Resposta de MSF em Hebron

Nos últimos 12 meses, a maioria dos novos pacientes que procurou as clínicas de MSF em Hebron para receber suporte de saúde mental foram admitidos após sofrerem ataques violentos. Somente em junho de 2025, esse foi o motivo de 94% das admissões.

Em Hebron, MSF fornece cuidados médicos e psicológicos e está respondendo às novas necessidades emergentes das pessoas nos vilarejos de Masafer Yatta. Equipes das clínicas móveis prestam cuidados básicos de saúde e apoio à saúde mental a pessoas afetadas por ataques de colonos, incluindo crianças, mulheres e idosos.
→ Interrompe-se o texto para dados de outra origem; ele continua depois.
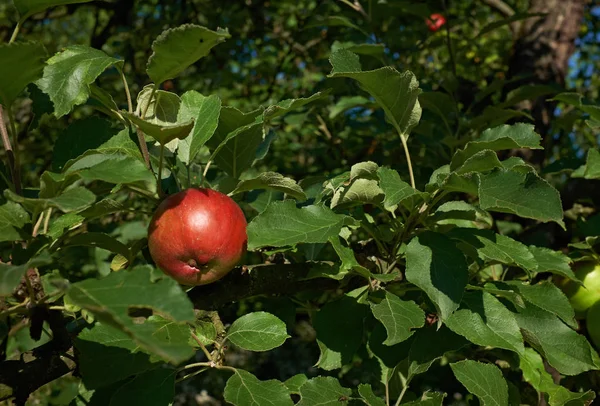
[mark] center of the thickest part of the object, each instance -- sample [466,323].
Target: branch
[500,6]
[282,279]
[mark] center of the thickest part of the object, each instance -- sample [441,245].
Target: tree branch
[500,6]
[283,279]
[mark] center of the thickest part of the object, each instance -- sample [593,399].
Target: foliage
[409,223]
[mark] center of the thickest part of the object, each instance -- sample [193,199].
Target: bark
[542,51]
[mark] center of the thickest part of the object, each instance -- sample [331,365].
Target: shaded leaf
[325,391]
[69,74]
[483,380]
[111,298]
[26,65]
[434,264]
[282,223]
[399,317]
[258,331]
[177,48]
[272,181]
[244,389]
[483,320]
[397,93]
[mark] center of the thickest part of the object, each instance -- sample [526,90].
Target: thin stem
[205,171]
[159,177]
[36,227]
[143,147]
[404,389]
[47,220]
[198,372]
[448,40]
[408,160]
[15,33]
[126,86]
[149,101]
[9,153]
[202,346]
[13,128]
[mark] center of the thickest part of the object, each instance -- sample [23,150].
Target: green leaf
[271,181]
[481,161]
[349,262]
[346,103]
[10,275]
[323,391]
[258,331]
[244,389]
[74,199]
[428,399]
[491,247]
[107,355]
[483,380]
[205,112]
[564,349]
[81,136]
[27,8]
[483,320]
[396,191]
[549,297]
[552,261]
[339,327]
[237,151]
[177,48]
[111,298]
[119,144]
[397,93]
[282,224]
[285,106]
[536,375]
[430,344]
[295,382]
[12,217]
[360,191]
[164,133]
[366,393]
[26,66]
[152,388]
[434,264]
[100,240]
[522,193]
[507,21]
[69,74]
[399,317]
[503,137]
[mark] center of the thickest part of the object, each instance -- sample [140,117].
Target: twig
[408,160]
[47,220]
[12,163]
[202,346]
[36,227]
[15,33]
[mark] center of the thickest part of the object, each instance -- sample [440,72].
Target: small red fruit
[197,236]
[435,22]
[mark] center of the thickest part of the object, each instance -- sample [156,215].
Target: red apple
[197,236]
[435,22]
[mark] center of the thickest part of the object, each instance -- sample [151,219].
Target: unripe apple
[583,297]
[435,22]
[593,323]
[197,236]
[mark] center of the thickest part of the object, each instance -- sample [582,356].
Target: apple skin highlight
[197,236]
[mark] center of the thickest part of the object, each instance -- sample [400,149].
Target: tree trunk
[542,51]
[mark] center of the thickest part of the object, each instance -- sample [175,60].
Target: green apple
[593,323]
[583,297]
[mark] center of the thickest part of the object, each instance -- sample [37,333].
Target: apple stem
[159,177]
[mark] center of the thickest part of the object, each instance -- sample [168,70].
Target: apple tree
[415,231]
Profissionais de MSF também oferecem suporte aos palestinos que foram deslocados à força devido à violência dos colonos e à demolição de suas casas.

No entanto, o acesso às comunidades afetadas continua significativamente limitado devido ao aumento dos riscos de segurança. Além do medo de ataques por colonos, os postos de controle militares israelenses e a recente guerra de 12 dias entre Israel e Irã tornaram a situação de segurança ainda mais precária. As equipes no território relatam intervenções médicas atrasadas, estradas bloqueadas e necessidades crescentes em toda a Cisjordânia.

O aumento recente na frequência e na intensidade dos ataques promovidos por colonos e pelas forças armadas israelenses faz parte de uma política sistemática de deslocamento forçado e anexação — uma política que precisa ser encerrada. Como potência ocupante, Israel tem a obrigação de proteger a população palestina. No entanto, as forças israelenses não apenas falham em conter a violência, como frequentemente permitem — ou até participam — dos ataques cometidos por colonos contra civis palestinos. A comunidade internacional tem assistido a essa escalada com inaceitável passividade. Chegou a hora de romper o silêncio e adotar medidas concretas, exercendo pressão política e econômica real.